# How tall is a typical 5th wheel trailer ?



## EndTuition (May 24, 2004)

How tall is a typical 5th wheel trailer ?
I may be building a pole barn and need to know how tall the lean too has to be in order to cover a 5th wheel in the future.
Thanks !


----------



## yakPIRATE (Jun 23, 2012)

http://2coolfishing.com/ttmbforum/showthread.php?t=726081


----------



## Hookem-Guy81 (Apr 3, 2013)

I'd do 14'. Mine is close to 13 feet and I put 16" wheels and tires on which raised it slightly so I put in 14 foot rollup doors on my building. Better to have extra room.


----------



## Hunter11 (Jun 26, 2008)

Our unit is 13'4" to the top of the front AC unit hooked up to my truck.


----------



## Scout177 (Oct 23, 2006)

13'3" to top of front ac hooked to truck.


----------



## troutslayer (Feb 7, 2006)

Our Montana is 12'6"


----------



## 98aggie77566 (Jul 7, 2009)

You need a 14' door.....which likely means a 16' eave height.


----------



## specktout (Aug 21, 2006)

14' is right, I built a 40-50' metal building and installed 12' doors thinking that would be plenty high enough for most 5th wheels, then I started shopping for a trailer and found out 12' high or smaller 5th wheels are kinda far a few between.

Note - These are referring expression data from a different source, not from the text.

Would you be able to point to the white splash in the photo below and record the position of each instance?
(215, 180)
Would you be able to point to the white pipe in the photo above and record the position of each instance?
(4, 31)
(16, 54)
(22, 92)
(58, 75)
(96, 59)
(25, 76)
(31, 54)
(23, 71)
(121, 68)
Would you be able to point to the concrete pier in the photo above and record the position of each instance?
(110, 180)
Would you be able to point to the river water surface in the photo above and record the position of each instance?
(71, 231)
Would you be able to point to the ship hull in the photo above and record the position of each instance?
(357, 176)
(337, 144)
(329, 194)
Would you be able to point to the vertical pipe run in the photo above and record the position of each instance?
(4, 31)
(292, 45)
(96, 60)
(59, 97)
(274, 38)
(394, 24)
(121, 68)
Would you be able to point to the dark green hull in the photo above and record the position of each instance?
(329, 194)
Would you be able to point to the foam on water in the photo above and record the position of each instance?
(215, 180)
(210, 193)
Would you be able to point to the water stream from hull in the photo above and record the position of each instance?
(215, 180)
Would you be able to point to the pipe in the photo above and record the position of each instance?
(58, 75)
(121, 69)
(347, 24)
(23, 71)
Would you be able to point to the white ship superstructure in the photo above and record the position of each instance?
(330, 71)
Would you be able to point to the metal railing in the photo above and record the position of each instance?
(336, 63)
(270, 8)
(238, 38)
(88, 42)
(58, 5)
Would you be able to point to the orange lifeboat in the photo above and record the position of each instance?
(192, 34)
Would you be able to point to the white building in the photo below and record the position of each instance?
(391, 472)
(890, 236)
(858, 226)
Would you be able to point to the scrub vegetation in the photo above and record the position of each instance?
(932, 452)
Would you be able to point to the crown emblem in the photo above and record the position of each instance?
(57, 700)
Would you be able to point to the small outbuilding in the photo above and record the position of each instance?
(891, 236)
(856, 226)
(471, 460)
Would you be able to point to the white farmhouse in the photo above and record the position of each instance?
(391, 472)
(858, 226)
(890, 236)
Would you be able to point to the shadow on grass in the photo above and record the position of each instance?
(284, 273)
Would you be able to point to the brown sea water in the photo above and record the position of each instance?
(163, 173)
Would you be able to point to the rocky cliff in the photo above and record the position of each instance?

I had to buy a Wildcat 30' without a bedroom slide out so it would clear a 12' ft door, mine is 11'10" at the top of A/C


----------



## Hookem-Guy81 (Apr 3, 2013)

Since this is a Lean-Too off the side or the back of the pole barn, still need the 16' eaves so you can frame out the 14 ' opening to get your average 5th wheel in. I learned a lot in the design of mine although it is not a pole barn. My next door neighbor built a pole barn and on his lean too on the side he barely gets his gooseneck horse trailer in.


----------



## sargentmajor (Sep 13, 2012)

12 ft 2 inches to the top of my ac on a a 32 ft Holiday Rambler.


----------



## mharris1 (May 29, 2010)

Mine is about two inches taller than the door on the shop at work. Dont ask me how I know.


----------



## texas bohunk (Dec 10, 2010)

My Forest River V-Cross is 12'9" according to the brochures.


----------